Champagne: First, women’s football grew like that because Blatter wanted to create the Women’s World Cup in 1991. When you create a competition, you need continental qualifiers. And if you need continental qualifiers it entices the local affairs to run and to present a good team. So it’s a top-to-bottom phenomenon of stimulation. Of course 2015 was huge, but I was in the stadium in Pasadena in ‘99 when Brandi Chastain took her jersey off. Don’t forget 1999.

To be absolutely honest, I was not exposed to women’s football when I was younger. I come from a country which is rather macho. But today we have more than 100,000 French women and girls as registered players. The French [women’s] national team, which was not really existing, is now very powerful. It reached the fourth position in both the Olympic games and the World Cup. French clubs are strong. But I am proud of my football macho country that the only woman being a top professional [men’s club team] coach in the world is in France. Corrine Diacre. What would your plan be to bring women’s soccer to even more countries where it is not big?

Champagne: It is very important. First I tell you three things I want to do. First, to create a division for women’s football inside FIFA. And I know it from the inside. Development of women’s football is part of the development division. Organizing a women’s competition is part of the competitions division. Legally issues affecting calendar and status of players is a little part of the legal department. It is not that my former colleagues are doing a bad job, but if we want to show clearly more than it has already been for the last 20 years that is a priority, let’s identify clearly a division of women’s football, centralizing it.

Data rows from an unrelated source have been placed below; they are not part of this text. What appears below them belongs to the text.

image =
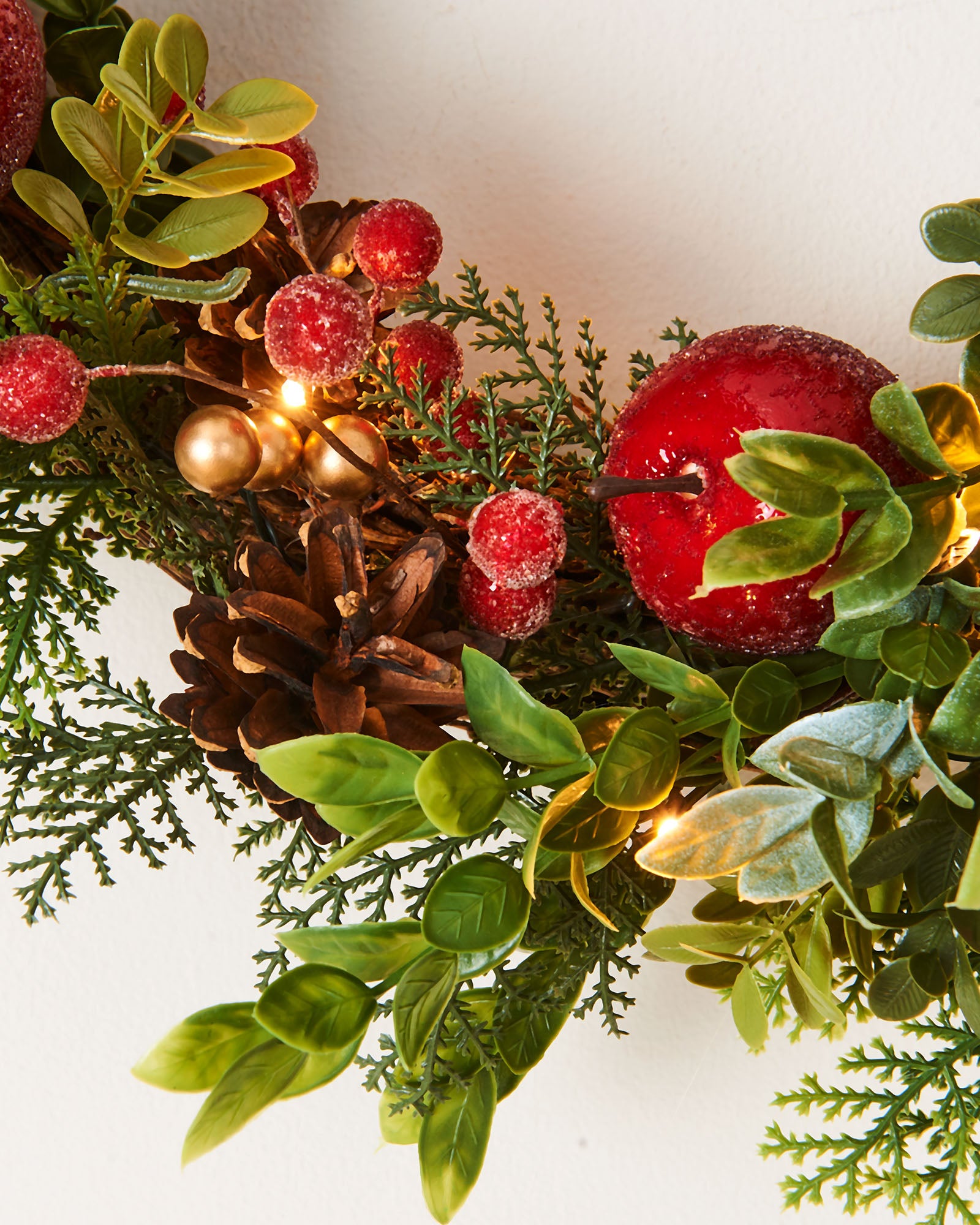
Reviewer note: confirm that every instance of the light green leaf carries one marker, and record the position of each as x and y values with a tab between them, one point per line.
369	951
875	540
317	1009
89	139
253	1082
749	1010
785	489
453	1145
510	721
198	1053
763	553
208	228
421	999
53	203
271	111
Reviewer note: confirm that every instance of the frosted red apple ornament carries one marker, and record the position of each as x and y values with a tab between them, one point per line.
687	418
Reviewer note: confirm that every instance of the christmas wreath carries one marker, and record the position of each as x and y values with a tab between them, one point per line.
496	665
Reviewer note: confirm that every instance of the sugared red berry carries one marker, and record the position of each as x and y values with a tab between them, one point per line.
43	388
687	417
469	413
426	344
398	244
318	330
502	611
518	538
177	106
21	88
303	181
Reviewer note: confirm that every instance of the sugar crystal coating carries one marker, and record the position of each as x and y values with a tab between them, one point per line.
303	182
688	416
21	88
43	389
398	244
318	330
502	611
518	538
426	344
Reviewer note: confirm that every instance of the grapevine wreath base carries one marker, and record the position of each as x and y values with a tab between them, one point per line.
496	665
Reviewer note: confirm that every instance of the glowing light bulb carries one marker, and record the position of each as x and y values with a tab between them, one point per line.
295	395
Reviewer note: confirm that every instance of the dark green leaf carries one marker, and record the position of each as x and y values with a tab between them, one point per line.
342	769
254	1081
767	698
514	723
640	765
785	489
421	999
476	905
317	1009
766	552
461	788
950	311
369	951
198	1053
453	1145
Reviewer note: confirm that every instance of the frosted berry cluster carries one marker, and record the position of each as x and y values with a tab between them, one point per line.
303	182
398	244
43	389
318	330
21	88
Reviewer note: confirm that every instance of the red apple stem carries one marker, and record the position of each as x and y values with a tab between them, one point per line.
606	488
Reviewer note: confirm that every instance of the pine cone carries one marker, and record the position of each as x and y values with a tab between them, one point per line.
290	655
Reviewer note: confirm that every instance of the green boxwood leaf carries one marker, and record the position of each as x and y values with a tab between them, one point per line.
421	999
53	202
927	655
639	767
181	56
453	1145
204	230
317	1009
952	233
876	538
897	413
767	698
508	718
345	769
895	995
785	489
950	311
827	461
476	905
749	1011
254	1082
461	788
765	552
89	139
935	521
369	951
198	1053
271	111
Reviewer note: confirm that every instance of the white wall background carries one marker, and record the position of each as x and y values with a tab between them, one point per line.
754	162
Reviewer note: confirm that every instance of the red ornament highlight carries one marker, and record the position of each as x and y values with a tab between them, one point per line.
43	389
502	611
518	538
21	88
687	417
318	330
399	244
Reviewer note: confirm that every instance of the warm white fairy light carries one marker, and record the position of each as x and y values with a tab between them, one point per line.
295	395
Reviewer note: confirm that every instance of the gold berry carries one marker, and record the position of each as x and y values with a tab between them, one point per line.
219	450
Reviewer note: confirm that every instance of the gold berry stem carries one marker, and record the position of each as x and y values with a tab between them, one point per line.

Secondly, I want to create a Women’s Club World Cup. Because if you look at the history of the game, first you start with a national team. By creating a world competition, you force continents to create qualifiers. Then the FAs want entry and they want to perform correctly, so they invest. And don’t forget, FIFA created the Women’s World Cup in ’91, and then we created the Under-20 World Cup and the Under-17 World Cup [for women]. Now the challenge for women’s football is to make sure that in everycountry you have a strong league.

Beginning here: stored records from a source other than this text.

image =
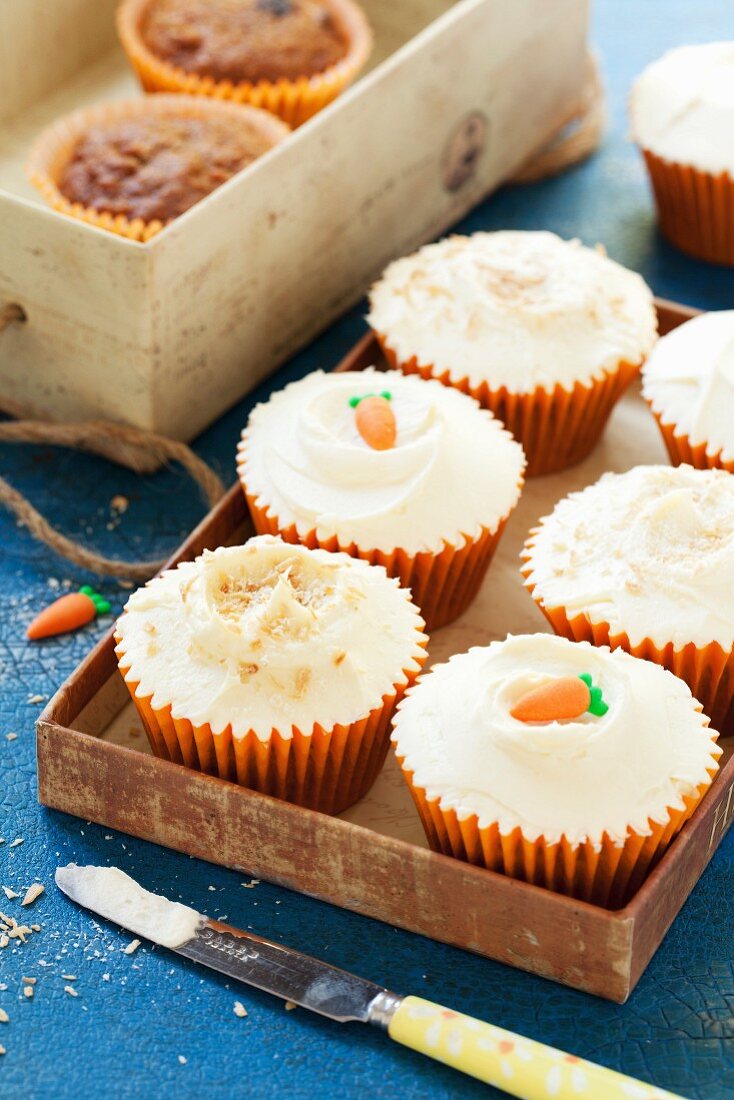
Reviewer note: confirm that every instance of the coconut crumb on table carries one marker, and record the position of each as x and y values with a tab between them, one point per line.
32	893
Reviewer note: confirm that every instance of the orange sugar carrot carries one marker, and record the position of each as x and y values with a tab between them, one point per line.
558	700
375	422
67	613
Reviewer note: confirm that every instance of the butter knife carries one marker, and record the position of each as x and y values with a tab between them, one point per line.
519	1067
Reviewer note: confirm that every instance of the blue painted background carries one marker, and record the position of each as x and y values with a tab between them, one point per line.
124	1032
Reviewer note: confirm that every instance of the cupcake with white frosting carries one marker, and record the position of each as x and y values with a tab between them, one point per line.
561	763
402	472
689	384
272	666
682	118
544	332
644	561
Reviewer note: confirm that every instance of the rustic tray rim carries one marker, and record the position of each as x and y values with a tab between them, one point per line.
634	933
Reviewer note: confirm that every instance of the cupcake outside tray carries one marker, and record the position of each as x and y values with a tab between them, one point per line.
374	859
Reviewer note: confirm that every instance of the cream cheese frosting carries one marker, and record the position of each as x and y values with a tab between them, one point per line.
578	778
649	551
689	381
515	309
682	107
270	636
453	468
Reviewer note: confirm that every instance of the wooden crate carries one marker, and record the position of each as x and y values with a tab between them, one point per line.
94	762
167	334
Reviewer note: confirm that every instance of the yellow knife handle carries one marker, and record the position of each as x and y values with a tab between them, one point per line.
518	1066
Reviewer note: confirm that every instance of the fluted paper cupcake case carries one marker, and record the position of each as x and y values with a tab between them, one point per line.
708	670
55	146
321	769
696	208
293	100
441	584
557	428
607	873
681	450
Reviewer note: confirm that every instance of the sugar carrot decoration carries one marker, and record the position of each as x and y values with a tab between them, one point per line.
375	420
67	613
560	700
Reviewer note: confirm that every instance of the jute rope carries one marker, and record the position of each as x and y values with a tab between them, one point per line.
144	451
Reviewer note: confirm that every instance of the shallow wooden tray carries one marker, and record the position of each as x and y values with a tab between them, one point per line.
94	762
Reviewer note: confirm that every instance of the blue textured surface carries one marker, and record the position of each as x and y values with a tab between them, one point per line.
135	1014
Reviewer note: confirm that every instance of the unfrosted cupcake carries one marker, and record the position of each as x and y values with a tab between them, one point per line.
545	332
689	384
682	119
288	56
272	666
644	561
428	499
132	167
560	763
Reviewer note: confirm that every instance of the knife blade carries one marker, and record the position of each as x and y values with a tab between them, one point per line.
518	1066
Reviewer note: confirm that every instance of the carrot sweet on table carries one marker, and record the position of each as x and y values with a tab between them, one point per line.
67	613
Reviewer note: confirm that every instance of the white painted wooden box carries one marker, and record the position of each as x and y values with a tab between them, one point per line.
168	334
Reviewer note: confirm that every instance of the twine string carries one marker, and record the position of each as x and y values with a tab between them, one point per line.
145	451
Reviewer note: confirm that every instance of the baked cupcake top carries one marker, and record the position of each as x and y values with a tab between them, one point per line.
155	165
644	749
689	381
682	107
649	551
270	636
245	40
513	309
450	469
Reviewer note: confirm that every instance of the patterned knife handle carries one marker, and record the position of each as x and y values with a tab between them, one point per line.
518	1066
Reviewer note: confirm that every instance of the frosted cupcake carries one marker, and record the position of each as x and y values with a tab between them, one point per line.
402	472
288	56
518	756
272	666
689	384
644	561
682	119
544	332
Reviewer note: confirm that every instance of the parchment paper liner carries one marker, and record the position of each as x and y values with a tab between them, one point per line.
708	670
556	428
681	450
55	145
321	769
293	100
696	208
606	876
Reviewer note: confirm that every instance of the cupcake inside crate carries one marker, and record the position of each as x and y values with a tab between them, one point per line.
167	334
94	761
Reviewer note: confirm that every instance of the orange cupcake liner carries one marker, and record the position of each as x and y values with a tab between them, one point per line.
607	873
708	670
696	209
321	769
293	100
681	450
55	146
557	428
441	584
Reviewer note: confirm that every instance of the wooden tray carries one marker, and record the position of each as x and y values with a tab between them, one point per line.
170	333
94	762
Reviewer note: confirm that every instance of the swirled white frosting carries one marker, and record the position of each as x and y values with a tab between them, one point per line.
269	636
682	107
453	468
689	381
649	551
580	778
514	309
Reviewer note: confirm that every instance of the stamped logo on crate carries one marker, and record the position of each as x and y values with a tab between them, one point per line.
463	150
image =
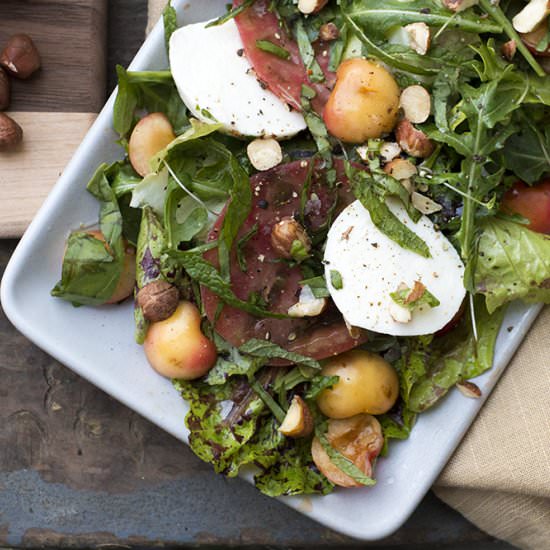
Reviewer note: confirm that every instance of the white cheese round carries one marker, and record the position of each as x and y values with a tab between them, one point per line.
217	83
372	266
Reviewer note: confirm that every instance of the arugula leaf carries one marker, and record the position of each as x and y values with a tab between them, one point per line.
153	91
170	21
315	74
500	18
269	350
527	152
513	262
430	366
336	279
340	461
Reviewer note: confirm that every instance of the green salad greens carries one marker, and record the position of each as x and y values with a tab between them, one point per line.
202	218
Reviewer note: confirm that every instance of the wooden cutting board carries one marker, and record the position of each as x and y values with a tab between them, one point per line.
57	105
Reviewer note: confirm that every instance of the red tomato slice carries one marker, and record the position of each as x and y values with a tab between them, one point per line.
284	77
277	194
532	203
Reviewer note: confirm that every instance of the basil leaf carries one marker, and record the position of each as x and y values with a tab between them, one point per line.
92	267
269	350
270	47
340	461
513	263
318	286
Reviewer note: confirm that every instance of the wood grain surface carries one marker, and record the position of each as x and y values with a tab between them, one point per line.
71	38
79	470
57	105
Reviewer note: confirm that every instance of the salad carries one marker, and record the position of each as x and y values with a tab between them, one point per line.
323	211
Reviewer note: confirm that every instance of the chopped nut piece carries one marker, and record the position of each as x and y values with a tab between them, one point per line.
399	313
459	5
285	233
416	293
416	103
401	169
424	204
469	389
419	37
389	151
328	32
264	153
358	438
413	141
158	300
298	421
531	16
508	49
307	305
311	6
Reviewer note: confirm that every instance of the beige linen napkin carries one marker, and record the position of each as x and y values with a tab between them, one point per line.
499	478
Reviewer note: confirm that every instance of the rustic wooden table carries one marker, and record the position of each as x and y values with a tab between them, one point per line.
78	469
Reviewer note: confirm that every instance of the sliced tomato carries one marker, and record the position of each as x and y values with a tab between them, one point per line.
277	193
284	77
533	203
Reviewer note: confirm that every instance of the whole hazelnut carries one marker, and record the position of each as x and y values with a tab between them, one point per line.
158	300
4	90
11	134
329	32
286	235
20	56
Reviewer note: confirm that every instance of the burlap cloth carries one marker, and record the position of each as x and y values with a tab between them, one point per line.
499	478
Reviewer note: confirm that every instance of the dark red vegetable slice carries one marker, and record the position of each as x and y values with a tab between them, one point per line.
277	193
284	77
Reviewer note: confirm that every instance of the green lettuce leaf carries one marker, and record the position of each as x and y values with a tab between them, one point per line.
431	365
513	263
293	474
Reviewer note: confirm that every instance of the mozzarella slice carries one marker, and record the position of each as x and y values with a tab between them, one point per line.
372	266
216	83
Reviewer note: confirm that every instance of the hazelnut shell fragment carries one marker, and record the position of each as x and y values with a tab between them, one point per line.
158	300
20	56
4	90
11	134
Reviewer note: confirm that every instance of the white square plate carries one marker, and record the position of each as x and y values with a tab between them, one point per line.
98	343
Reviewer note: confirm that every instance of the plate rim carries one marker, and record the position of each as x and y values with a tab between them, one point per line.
8	298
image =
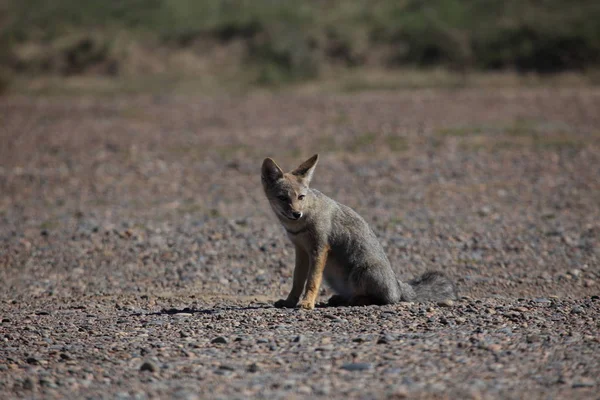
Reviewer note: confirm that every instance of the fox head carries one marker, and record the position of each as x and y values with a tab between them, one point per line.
288	193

Think about Brazil. In Brazil: great women’s team. They have a very badly organized women’s league. And if we want to go deeper we can think about a system that, for example, I know it has been discussed in the U.S. that every MLS club should have a women’s club. We can have a system like that. And for example, in my country we are traditionally some women’s clubs—small clubs from small cities like Juvisy or something. Now the rich clubs like Paris Saint-Germain and Lyon have invested in a pro team. So we have a lot of options. But the second thing I want to create is definitely a Women’s Club World Cup to stimulate with the same principal, top to bottom, the creation of national leagues.

And last but not least I want to create special funding. For example, if you take the financial assistance program of FIFA, the annual subsidy, 15% has to be reserved from that for women’s football. I would prefer in fact to have independent funding. The women’s division in football would have a special budget. That way we can better identify how this money is used better for women’s football. In the end, why should the voters choose you as their FIFA president instead of the other four guys who are running for this office? What stands out the most for you?

Champagne: Knowing football, knowing the world, knowing the complexity of the interaction between the two. The experience. I’m clean. I was in FIFA for 11 years, but also I was fired from that for a group of people who are all, by the way, suspended. With this personal moment in my life, being fired while I have done nothing wrong—while I was not guilty of anything—it teaches you a lot of things when you go through these kind of things. You know what you can keep. You know what you can change, and that is based on my platform and especially the fact that today, in this globalization of the game, I was already defending that.